In a nod to the story of Romulus and Remus, author Karen Russell penned an imaginative story about a school for young girls who had been raised by wolves. Human by nature but wild at heart, the girls weather the transition to “proper” humanness with varying degrees of success.
Reflection Point groups have delighted in discussing this story for years. As a metaphor for everything from workplace onboarding to the immigrant experience to the sinister intentions of American Indian boarding schools, the story is a profound reminder of what happens when we force people to abandon what they know and conform to a new culture.
But lately our groups are struggling with this story. Why are we talking about wolves? What does this have to do with us? A story that used to provoke reflective and thoughtful inquiry about compliance and acculturation seems to generate confusion and even frustration for the groups discussing it recently.
The state of the world - pandemic, war in Ukraine, political polarization and the rapidly changing future of work - has left us universally tired and anxious. Our brains are so overloaded our cognitive bandwidth is maxed out. And I’m noticing a surprising casualty – metaphorical thinking.
Remember metaphor?
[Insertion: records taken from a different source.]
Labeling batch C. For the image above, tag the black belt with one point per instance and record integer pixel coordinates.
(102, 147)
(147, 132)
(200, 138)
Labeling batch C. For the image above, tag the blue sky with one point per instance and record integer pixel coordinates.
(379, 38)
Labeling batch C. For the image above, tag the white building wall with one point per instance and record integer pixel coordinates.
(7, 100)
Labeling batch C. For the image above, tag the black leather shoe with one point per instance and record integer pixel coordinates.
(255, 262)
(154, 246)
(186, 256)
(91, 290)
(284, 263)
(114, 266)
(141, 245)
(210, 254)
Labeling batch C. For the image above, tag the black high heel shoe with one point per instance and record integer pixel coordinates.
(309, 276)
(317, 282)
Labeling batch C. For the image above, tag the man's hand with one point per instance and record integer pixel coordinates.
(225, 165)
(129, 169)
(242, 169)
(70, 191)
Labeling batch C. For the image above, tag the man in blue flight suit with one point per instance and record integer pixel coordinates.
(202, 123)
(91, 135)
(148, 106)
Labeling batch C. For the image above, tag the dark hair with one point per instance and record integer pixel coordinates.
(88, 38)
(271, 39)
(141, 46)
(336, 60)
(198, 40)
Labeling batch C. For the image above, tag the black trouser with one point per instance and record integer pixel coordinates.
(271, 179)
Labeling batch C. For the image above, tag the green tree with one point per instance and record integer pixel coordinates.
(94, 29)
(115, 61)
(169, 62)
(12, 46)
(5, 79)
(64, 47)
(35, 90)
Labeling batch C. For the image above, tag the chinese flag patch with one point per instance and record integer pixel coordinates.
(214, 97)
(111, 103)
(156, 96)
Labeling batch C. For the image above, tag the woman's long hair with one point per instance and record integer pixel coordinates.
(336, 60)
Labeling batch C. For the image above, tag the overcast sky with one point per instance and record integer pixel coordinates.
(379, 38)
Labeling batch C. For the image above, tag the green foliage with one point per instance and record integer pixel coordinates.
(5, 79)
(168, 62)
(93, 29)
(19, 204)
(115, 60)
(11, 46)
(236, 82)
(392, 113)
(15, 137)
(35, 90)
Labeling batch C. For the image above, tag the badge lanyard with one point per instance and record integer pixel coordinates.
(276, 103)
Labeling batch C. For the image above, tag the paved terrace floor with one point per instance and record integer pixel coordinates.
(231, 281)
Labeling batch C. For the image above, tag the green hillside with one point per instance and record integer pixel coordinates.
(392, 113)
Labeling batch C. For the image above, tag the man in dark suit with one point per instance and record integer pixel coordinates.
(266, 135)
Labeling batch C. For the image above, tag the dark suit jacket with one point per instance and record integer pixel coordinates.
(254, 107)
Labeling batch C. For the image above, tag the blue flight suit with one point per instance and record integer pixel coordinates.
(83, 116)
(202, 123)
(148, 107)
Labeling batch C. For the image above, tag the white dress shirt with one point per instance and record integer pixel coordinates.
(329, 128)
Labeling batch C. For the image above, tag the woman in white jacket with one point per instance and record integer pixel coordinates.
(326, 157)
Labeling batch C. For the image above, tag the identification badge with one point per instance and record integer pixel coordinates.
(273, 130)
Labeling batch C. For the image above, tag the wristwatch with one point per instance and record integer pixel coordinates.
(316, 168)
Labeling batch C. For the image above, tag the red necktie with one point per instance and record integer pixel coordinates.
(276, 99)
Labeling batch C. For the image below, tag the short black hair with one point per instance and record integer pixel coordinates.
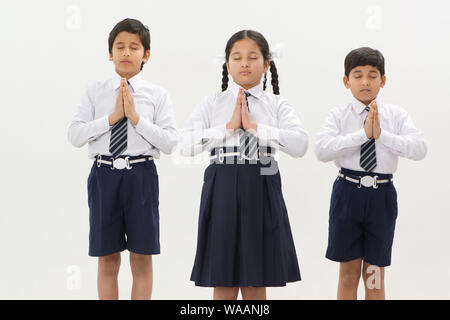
(362, 57)
(131, 26)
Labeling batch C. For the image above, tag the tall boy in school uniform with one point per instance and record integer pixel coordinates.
(365, 138)
(126, 121)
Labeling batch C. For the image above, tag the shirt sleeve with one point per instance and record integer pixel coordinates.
(84, 128)
(289, 136)
(160, 131)
(197, 135)
(332, 144)
(408, 142)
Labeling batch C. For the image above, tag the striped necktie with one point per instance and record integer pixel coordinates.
(118, 140)
(368, 158)
(248, 143)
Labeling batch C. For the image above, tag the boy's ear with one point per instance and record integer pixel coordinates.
(146, 56)
(383, 81)
(346, 84)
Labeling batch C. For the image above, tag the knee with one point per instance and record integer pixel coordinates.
(140, 263)
(109, 265)
(350, 278)
(373, 278)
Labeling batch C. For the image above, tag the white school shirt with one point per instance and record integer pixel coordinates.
(155, 131)
(342, 135)
(278, 124)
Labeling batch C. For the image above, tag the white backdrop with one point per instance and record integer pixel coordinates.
(50, 50)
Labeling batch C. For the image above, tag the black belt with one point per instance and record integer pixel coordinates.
(122, 162)
(365, 179)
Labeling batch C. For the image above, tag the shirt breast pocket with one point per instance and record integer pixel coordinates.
(145, 107)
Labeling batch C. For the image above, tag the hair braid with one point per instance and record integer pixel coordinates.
(274, 73)
(224, 77)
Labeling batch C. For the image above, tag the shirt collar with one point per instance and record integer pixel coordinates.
(256, 91)
(135, 81)
(359, 107)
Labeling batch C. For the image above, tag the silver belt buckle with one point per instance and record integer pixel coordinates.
(255, 157)
(119, 163)
(369, 181)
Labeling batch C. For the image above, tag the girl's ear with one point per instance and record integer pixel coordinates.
(146, 56)
(266, 65)
(346, 84)
(383, 81)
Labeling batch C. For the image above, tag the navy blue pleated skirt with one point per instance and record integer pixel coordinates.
(244, 235)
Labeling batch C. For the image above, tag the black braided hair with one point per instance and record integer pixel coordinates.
(265, 51)
(274, 73)
(224, 77)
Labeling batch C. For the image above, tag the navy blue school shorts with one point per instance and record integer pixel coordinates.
(123, 209)
(362, 220)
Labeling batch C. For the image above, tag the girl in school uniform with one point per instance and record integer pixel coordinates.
(244, 235)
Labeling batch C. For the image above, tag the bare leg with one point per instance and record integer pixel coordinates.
(142, 271)
(349, 275)
(253, 293)
(374, 282)
(108, 270)
(226, 293)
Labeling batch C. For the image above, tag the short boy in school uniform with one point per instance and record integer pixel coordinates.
(126, 122)
(365, 138)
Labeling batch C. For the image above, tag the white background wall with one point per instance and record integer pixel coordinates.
(50, 50)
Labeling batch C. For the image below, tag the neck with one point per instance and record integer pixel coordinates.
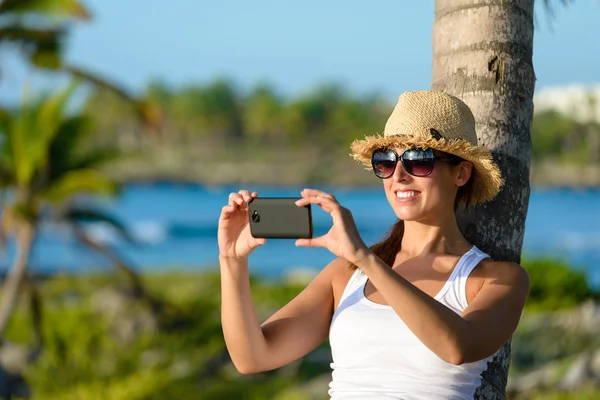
(421, 239)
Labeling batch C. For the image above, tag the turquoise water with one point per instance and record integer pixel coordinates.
(175, 226)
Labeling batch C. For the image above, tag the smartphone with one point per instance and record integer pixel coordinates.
(279, 218)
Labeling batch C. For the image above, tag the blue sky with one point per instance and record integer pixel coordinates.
(370, 46)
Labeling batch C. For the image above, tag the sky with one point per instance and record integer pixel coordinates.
(381, 46)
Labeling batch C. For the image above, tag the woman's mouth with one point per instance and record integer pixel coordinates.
(407, 195)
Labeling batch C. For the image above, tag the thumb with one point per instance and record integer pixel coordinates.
(314, 242)
(254, 243)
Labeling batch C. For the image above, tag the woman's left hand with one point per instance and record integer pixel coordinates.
(343, 238)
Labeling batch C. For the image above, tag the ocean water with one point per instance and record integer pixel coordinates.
(175, 227)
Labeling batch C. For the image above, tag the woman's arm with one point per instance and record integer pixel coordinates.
(291, 333)
(483, 327)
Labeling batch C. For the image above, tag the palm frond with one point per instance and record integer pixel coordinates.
(65, 142)
(148, 112)
(80, 214)
(77, 182)
(31, 132)
(51, 8)
(43, 46)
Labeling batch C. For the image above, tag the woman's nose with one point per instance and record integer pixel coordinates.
(400, 174)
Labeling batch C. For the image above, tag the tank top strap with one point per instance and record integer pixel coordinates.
(469, 264)
(355, 281)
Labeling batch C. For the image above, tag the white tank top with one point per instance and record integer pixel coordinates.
(376, 356)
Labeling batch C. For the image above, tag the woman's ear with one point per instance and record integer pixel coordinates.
(465, 169)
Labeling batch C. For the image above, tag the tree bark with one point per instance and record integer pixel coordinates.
(24, 238)
(482, 53)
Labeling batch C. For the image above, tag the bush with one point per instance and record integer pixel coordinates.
(555, 285)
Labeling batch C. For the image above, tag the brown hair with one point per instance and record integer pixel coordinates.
(389, 245)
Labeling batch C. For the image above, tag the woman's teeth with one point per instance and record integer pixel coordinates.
(406, 195)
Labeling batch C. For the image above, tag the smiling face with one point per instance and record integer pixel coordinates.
(429, 198)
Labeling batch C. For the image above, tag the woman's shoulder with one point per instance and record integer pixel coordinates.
(492, 270)
(339, 272)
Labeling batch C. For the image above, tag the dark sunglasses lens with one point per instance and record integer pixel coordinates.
(418, 162)
(384, 163)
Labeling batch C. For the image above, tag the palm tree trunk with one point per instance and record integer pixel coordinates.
(482, 53)
(24, 238)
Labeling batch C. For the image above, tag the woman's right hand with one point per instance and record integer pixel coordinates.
(235, 240)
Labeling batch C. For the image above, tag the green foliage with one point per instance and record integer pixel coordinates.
(186, 358)
(555, 285)
(215, 125)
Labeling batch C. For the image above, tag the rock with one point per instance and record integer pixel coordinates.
(541, 377)
(577, 374)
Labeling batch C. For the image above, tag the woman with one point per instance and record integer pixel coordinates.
(418, 315)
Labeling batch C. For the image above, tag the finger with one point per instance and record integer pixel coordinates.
(259, 242)
(326, 204)
(227, 211)
(246, 195)
(314, 242)
(315, 192)
(236, 198)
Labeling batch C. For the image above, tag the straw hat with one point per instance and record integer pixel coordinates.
(437, 120)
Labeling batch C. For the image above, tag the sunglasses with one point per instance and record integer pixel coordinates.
(417, 162)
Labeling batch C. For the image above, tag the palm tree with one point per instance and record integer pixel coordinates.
(38, 29)
(45, 166)
(482, 53)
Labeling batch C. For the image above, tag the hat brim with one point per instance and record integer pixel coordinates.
(487, 178)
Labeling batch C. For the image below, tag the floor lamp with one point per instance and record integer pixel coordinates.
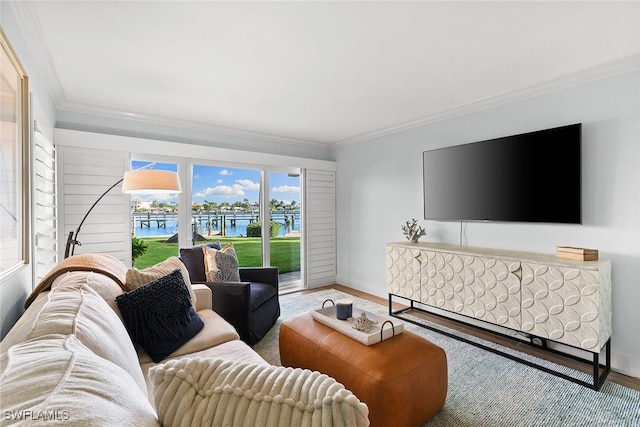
(136, 181)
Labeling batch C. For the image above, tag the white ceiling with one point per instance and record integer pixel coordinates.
(320, 72)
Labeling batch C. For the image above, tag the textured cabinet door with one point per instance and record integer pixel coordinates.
(483, 288)
(403, 272)
(568, 305)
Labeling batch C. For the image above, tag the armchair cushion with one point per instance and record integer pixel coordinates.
(136, 278)
(221, 265)
(193, 259)
(159, 315)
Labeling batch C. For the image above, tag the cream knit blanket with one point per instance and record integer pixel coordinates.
(215, 392)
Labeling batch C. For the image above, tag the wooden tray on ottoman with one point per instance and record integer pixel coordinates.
(388, 325)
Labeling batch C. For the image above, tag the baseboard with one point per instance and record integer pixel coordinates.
(625, 364)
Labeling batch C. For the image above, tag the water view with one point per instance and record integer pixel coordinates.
(155, 225)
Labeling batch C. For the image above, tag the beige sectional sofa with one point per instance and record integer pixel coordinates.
(70, 359)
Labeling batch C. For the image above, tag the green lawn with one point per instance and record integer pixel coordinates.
(285, 252)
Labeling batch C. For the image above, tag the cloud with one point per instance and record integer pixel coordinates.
(285, 189)
(247, 184)
(159, 197)
(226, 191)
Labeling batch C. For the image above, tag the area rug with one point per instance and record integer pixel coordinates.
(486, 389)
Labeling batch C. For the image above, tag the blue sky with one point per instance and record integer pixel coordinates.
(225, 184)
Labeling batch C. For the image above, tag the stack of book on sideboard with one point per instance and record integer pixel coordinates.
(581, 254)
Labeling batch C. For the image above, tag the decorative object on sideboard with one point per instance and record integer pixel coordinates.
(143, 180)
(580, 254)
(412, 231)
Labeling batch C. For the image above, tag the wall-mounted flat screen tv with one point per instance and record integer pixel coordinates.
(531, 177)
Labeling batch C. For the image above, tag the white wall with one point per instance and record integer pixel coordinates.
(379, 187)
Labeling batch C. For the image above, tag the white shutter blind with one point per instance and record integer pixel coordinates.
(320, 227)
(85, 175)
(45, 206)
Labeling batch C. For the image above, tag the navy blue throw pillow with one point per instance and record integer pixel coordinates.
(159, 315)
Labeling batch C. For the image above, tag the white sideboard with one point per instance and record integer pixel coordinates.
(538, 295)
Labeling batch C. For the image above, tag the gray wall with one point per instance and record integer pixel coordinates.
(379, 187)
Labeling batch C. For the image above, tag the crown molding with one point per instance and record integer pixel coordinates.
(185, 124)
(29, 25)
(608, 69)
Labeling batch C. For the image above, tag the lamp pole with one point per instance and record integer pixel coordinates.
(72, 239)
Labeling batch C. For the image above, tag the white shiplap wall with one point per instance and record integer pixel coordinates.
(87, 170)
(45, 206)
(320, 227)
(85, 175)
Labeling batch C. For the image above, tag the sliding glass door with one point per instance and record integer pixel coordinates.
(154, 221)
(285, 215)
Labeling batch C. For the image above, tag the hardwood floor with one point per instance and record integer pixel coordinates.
(615, 377)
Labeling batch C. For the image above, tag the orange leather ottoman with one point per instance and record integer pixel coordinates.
(402, 379)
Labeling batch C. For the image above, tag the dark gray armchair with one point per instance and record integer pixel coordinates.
(252, 305)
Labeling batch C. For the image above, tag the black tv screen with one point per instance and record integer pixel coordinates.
(531, 177)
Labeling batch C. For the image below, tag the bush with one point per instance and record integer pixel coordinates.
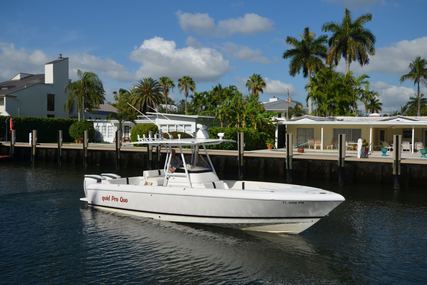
(47, 128)
(77, 129)
(254, 139)
(142, 129)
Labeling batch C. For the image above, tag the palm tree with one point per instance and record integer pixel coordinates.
(186, 84)
(306, 55)
(351, 40)
(255, 85)
(87, 93)
(417, 73)
(166, 85)
(147, 93)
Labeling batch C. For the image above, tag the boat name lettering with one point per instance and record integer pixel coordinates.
(114, 199)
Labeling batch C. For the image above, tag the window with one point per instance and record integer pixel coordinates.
(351, 135)
(50, 102)
(304, 134)
(406, 134)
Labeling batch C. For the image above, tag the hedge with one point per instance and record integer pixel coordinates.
(141, 130)
(254, 139)
(47, 128)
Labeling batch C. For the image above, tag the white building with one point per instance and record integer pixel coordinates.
(36, 95)
(176, 122)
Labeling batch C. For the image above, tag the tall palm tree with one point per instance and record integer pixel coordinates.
(147, 93)
(86, 93)
(255, 85)
(307, 55)
(417, 73)
(166, 85)
(185, 85)
(350, 39)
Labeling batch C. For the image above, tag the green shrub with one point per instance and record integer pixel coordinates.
(47, 128)
(142, 129)
(77, 129)
(254, 139)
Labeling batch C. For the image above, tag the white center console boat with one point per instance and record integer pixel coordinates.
(193, 193)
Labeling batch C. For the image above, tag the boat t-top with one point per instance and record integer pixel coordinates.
(188, 190)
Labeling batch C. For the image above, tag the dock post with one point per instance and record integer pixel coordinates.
(33, 145)
(12, 143)
(397, 142)
(85, 145)
(341, 158)
(118, 145)
(289, 157)
(59, 154)
(240, 150)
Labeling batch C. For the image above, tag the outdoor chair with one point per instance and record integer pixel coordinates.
(406, 146)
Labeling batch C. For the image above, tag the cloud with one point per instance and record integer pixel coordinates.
(14, 60)
(160, 57)
(248, 24)
(103, 67)
(245, 53)
(202, 23)
(197, 22)
(278, 87)
(393, 97)
(356, 3)
(393, 59)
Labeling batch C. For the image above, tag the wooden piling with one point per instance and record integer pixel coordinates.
(85, 146)
(341, 158)
(240, 151)
(12, 143)
(289, 157)
(118, 146)
(33, 145)
(397, 142)
(59, 152)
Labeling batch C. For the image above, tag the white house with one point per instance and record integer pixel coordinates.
(36, 95)
(176, 122)
(106, 130)
(322, 132)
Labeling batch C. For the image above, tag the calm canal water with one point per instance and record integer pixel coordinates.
(47, 237)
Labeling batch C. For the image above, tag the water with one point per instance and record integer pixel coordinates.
(47, 237)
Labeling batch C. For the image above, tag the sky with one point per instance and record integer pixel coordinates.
(221, 41)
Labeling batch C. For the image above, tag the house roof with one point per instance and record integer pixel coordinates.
(347, 120)
(11, 86)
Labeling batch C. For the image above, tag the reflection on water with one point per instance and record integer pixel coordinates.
(48, 237)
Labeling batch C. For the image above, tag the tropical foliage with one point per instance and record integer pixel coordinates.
(418, 74)
(185, 85)
(350, 40)
(85, 94)
(146, 95)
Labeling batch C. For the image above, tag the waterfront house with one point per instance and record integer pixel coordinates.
(322, 132)
(36, 95)
(176, 122)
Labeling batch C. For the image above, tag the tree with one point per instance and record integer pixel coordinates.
(350, 40)
(255, 85)
(306, 55)
(86, 93)
(186, 84)
(417, 73)
(166, 84)
(146, 94)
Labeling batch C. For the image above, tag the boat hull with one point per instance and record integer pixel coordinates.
(263, 211)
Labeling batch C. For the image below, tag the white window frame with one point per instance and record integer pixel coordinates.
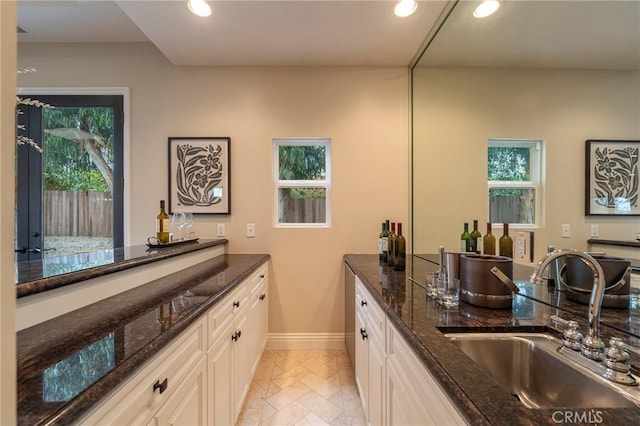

It's that concept you learned in 9th grade English - the trick writers use to contrast two different ideas. But metaphor is far more than the stylistic writing device.
Metaphor helps us make sense of the world. It’s often a shortcut to understanding something or someone new. It even shapes how we think and act.
Imagine a conversation is heating up. You evoke the metaphor, “argument is war,” and immediately set up a battle with only one victor. What if, instead, if we were to frame the argument as dance? Then guided by the music of this much more positive metaphor, you might move in a choreographed attempt to reach a result together. Instead of trampling each other’s ideas, you’d be watching out for each other’s feet!
Metaphor helps us to immediately understand what we don’t know in the context of something we do. As we lose our patience with this kind of thinking, we lose a significant human advantage: the ability to surface new ideas at the intersection of two seemingly different concepts.
This may seem abstract but it’s not. As the world becomes more complex we need metaphor more than ever – and not just in the arts, but in life and at work.
Here’s why you need metaphorical thinking in your organization:
- Your culture. Metaphor is a driver of your culture, of the common language and shared understanding within your organization. Consider the phrase “publish or perish,” a mantra for academics all over the world. This metaphor speaks to the values and the mandates of higher education but is meaningless in the broader world. To keep a culture alive in your organization, a shared context fueled by shared metaphorical understanding creates alignment around your values.
- Your people. The very essence of what makes us human is our ability to think metaphorically, to think in analogies. Computer scientists working in artificial intelligence know that this ability is the chasm that lies between process automation and a sentient robot. There are many things that machines can do better than we can. But metaphorical thinking is not one of them - yet. Metaphorical or analogical thinking represents a significant human advantage, the attribute that distinguishes us from robots and AI.
- Your future. Our ability to innovate requires us to learn new things - to expand into spaces we don’t know. The science is clear that we learn and make sense of these things by extension from what we already know. Metaphorical thinking is the practice ground. If we don’t feel confident or willing to think metaphorically, we stay in our literal lanes and we shy away from the new. That could cripple your growth.
I understand why we want things to be simple and easy for our overtaxed lobes to process. But if we kill metaphors it will kill us. As Robert Frost once said, “unless you are at home in the metaphor, … you are not safe anywhere. You are not safe in science, you are not safe in history.”
And our future is not safe either. Metaphor is what separates us from the machines (and the wolves). It’s what connects us to new ideas and each other. And it’s actually the very thing we need more of to navigate an ever more complex world.